In particular, according to some scholars, technically perfect anonymous data, while protecting patients’ privacy, would render the data less useful or downright useless for big data analysis. American privacy scholar Paul Ohm is direct on this: “data can be useful or perfectly anonymous but not both’ (Ohm 2010, 1704)”. According to Ohm, there is a trade-off between privacy and utility for anonymisation techniques to be made. An analysis on completely, irreversibly, anonymised database with no information but diagnoses, for instance, would greatly protect the privacy of the patients, but reduce the utility to be extracted from the big data analysis: “Small increases in utility are matched by even bigger decreases in privacy, and small increases in privacy cause large decreases in utility.”(p.1755) If Ohm is right, while formal anonymity is vulnerable to advancements in deanonymization techniques and does too little to protect one’s identity, complete anonymisation may go too far to be useful for Walden’s research purpose. 

These considerations (consent is too difficult to obtain, anonymisation is vulnerable to attacks and contradicts the exigences of big data analysis in health) question the consent/anonymisation paradigm and cut in favor of other forms of regulation that may be in place when Walden comes to Europe in 2020, one year and a half after the GDPR has entered into force. While the trajectories of these other forms of regulation remain to be defined, in our views, the incoming GDPR seemingly points at one form of regulation in which both the law, i.e. privacy and data protection laws and requirements (e.g., on consent of anonymisation), and ethics, i.e., national authorities and research ethics committees, play a role in the creation of a research space for big data analysis in health care that would limit or permit access to personal medical data.  The GDPR seeks to facilitate the use of personal data in scientific research (art. 9.2; Recital 52, Recital 157): it defines scientific research purpose broadly as including “for example, technological development, and demonstration, fundamental research, applied research and privately funded research” (Recital 159), and it acknowledges scientific research as a possible basis for processing personal data (Recital 52). The Regulation, however, conditions the processing of personal data on the existence of well described scientific purposes and of “appropriate safeguards” to protect the data subject’s rights, freedoms, and legitimate interests (Recital 156). In the verification of the research purpose and in the adoption of the appropriate safeguards, there is a role for data protection law, which provides for harmonized conditions, e.g., data minimisation, data security, transparency, etc. (Recital 156); and there is also a role for other norms adopted at the national level by member states which can, says the Regulation, “maintain or introduce further conditions, including limitations, with regard to the processing of genetic data, biometric data or data concerning health.” (Recital 53)

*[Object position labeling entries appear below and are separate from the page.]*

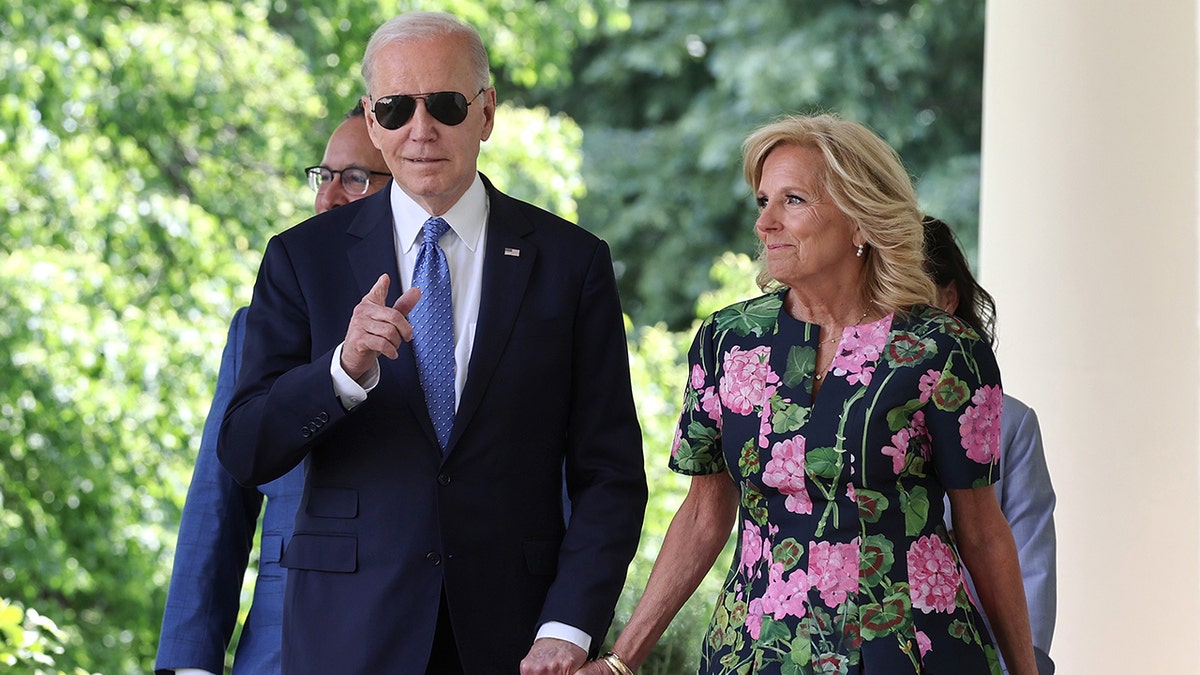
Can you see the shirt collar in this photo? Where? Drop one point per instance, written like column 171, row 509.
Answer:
column 467, row 217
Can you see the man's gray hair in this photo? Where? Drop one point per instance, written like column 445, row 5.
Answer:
column 423, row 25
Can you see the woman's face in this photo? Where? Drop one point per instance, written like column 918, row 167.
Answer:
column 805, row 236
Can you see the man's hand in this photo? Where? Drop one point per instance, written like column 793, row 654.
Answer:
column 594, row 668
column 376, row 328
column 551, row 656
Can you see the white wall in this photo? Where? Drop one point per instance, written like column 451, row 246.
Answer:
column 1089, row 240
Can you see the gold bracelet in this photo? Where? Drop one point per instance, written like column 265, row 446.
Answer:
column 616, row 664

Although the Regulation does not mention ethics committees explicitly (indeed it is a ” general” data protection regulation), in our view, research ethics committees at national, regional, and local level will be decisive to determine both the boundaries of scientific research purposes as a ground for processing medical data and to decide the “appropriate safeguards” for such processing activities. Our researcher Walden must ensure, in conclusion, that his research proposal must be both compliant with the law (e.g. data protection, privacy laws or specific laws relating to the use of medical dossiers) and with the applicable ethical approaches. He must be warned, however, that the ethical approach used in a particular instance is both highly variable and contextual varying from state to state, from region to region and even between various types of institution (e.g. university, hospital or private entity). This plurality of both the ethics approaches and the potential outcomes that can arise therefrom (even within the same legal jurisdiction) raises questions about the ability of gaining approval for various forms of research in the absence of individual consent, despite the existence of such an option being clearly available in the law, to access different repositories in various member states, and about the possibility to appeal against negative decisions.